I bought a box of old tools just to get the ones I wanted. This is the first one finished. I really do not use hand tools that much but sometimes they are perfect for a job. Really like seeing the old things come back to life.


----------



## mimac (Dec 13, 2009)

Nice job Clay. That restoration will give plenty of satisfaction every time you use it as well as every tine you look at it.


----------



## DesertRatTom (Jul 3, 2012)

I love working with hand planes. Something quieting about it. Surprising how even a relatively cheap plane, worked over carefully, can work so well.


----------



## Herb Stoops (Aug 28, 2012)

If only that old plane could talk ,the stories it could tell,
Herb


----------



## Stick486 (Jan 4, 2013)

that restoration is impressive..
nice...


----------



## Multiwood (Feb 24, 2013)

Great job Clay.


----------



## honesttjohn (Feb 17, 2015)

Took some patience. Good Show!


----------



## hawkeye10 (Jul 28, 2015)

Clay, you put a lot of work and time to get that plane back in working order. Now it looks great.

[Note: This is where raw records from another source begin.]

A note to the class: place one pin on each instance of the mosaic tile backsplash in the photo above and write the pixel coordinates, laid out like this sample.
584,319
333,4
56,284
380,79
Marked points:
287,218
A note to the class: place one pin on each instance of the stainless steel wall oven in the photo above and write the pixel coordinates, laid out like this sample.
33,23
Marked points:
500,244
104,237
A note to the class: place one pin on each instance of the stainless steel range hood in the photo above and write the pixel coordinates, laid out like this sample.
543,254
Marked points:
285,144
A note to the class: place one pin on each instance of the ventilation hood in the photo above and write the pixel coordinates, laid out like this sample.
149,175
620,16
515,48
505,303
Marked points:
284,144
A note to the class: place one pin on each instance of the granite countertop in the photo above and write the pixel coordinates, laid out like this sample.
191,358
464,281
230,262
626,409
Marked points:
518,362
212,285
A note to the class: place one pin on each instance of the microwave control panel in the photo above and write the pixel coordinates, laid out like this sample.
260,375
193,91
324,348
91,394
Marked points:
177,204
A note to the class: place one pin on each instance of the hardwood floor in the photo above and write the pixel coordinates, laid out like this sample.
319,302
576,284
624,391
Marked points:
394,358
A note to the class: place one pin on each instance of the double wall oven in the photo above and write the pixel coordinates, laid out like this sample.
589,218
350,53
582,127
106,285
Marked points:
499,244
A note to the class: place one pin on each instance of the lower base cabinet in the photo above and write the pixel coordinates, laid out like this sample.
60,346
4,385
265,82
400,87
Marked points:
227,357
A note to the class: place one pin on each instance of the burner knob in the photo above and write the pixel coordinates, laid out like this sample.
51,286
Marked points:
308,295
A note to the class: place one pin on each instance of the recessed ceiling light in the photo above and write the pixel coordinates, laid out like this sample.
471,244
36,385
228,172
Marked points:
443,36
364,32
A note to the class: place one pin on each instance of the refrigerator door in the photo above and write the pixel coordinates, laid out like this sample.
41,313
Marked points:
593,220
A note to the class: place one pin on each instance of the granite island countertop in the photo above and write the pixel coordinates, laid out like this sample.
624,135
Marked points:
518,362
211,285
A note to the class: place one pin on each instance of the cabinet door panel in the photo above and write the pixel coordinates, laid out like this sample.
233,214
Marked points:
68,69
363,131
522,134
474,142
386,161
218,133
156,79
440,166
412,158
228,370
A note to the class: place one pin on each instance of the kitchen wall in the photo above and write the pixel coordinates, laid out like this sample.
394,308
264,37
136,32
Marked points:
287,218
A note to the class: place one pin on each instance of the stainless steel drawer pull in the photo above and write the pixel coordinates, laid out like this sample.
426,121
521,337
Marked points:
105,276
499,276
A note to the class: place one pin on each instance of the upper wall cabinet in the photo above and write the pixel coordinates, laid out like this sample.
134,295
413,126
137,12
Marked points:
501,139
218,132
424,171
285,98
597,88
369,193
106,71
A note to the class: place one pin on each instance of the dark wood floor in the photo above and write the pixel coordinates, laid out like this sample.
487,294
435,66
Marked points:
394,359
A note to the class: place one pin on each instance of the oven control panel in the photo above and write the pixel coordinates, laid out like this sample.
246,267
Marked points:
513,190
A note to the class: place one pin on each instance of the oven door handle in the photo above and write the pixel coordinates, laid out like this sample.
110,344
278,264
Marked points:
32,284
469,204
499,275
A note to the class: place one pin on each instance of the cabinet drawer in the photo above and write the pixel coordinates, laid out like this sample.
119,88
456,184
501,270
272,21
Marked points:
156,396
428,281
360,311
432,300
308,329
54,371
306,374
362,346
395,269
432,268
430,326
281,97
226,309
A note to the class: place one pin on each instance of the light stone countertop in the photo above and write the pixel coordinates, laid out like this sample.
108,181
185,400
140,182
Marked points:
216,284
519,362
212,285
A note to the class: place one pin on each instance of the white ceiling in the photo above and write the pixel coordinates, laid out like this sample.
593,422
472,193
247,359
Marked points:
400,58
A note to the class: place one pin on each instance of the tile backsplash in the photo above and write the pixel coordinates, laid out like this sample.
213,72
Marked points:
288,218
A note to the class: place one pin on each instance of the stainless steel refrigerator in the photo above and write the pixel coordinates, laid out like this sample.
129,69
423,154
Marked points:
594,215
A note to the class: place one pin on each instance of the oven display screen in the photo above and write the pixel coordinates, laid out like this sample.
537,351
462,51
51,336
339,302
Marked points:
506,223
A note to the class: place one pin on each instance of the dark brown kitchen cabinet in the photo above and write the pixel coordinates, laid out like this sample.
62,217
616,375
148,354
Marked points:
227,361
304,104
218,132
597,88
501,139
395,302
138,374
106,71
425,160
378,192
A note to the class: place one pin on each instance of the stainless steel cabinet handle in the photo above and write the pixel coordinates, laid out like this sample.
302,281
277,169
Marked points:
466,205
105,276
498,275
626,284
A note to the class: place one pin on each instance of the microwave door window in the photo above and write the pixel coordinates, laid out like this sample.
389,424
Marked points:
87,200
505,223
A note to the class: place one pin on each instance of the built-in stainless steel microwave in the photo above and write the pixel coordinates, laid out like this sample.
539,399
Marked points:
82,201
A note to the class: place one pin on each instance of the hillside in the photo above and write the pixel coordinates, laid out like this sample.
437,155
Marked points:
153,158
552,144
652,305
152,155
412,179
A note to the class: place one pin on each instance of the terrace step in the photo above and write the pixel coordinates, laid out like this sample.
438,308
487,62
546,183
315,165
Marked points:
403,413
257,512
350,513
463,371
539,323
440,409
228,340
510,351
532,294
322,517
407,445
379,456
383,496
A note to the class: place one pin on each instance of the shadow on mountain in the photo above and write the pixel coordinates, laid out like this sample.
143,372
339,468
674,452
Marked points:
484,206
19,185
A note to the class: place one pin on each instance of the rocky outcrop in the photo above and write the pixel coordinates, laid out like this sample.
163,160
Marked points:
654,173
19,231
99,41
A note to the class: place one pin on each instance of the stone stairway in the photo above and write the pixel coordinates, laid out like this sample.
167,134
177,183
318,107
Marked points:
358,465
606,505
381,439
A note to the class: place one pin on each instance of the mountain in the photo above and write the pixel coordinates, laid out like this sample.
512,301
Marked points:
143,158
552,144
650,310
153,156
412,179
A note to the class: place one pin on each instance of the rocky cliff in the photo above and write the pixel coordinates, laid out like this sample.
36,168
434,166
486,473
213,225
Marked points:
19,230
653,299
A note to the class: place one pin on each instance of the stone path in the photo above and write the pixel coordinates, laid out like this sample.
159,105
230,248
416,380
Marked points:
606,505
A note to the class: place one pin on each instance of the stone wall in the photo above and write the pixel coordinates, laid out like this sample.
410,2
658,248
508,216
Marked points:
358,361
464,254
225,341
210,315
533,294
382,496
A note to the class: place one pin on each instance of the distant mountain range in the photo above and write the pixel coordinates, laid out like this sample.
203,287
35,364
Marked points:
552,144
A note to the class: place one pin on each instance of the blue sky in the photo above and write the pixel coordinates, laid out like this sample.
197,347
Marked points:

I bought a lot of 5 block planes on eBay and I got one back in working order. There is another I am going to fix up (soon). The others are for parts.


----------



## gmercer_48083 (Jul 18, 2012)

After careful sharpening and stropping, it will work like a dream!


----------



## Daniel80 (Jan 21, 2017)

Amazing work, just impressed how you made this looking so perfect..
Great job..

Daniel


----------



## DaninVan (Jan 1, 2012)

We've had chats here in the past about corrosion removal (especially electrolysis), just curious what system you chose(?).
Final product looks great!


----------



## fire65 (Oct 29, 2008)

DaninVan said:


> We've had chats here in the past about corrosion removal (especially electrolysis), just curious what system you chose(?).
> Final product looks great!


Vinegar soak, then most of the time I use a brush on my drill press. Thanks for looking.


----------



## whimsofchaz (Jun 6, 2013)

Fine job. Did you refurbish the plane to keep or sell?


----------



## fire65 (Oct 29, 2008)

whimsofchaz said:


> Fine job. Did you refurbish the plane to keep or sell?


Bought 5, kept 2, this one and one other metal. Sold the wooden ones.


----------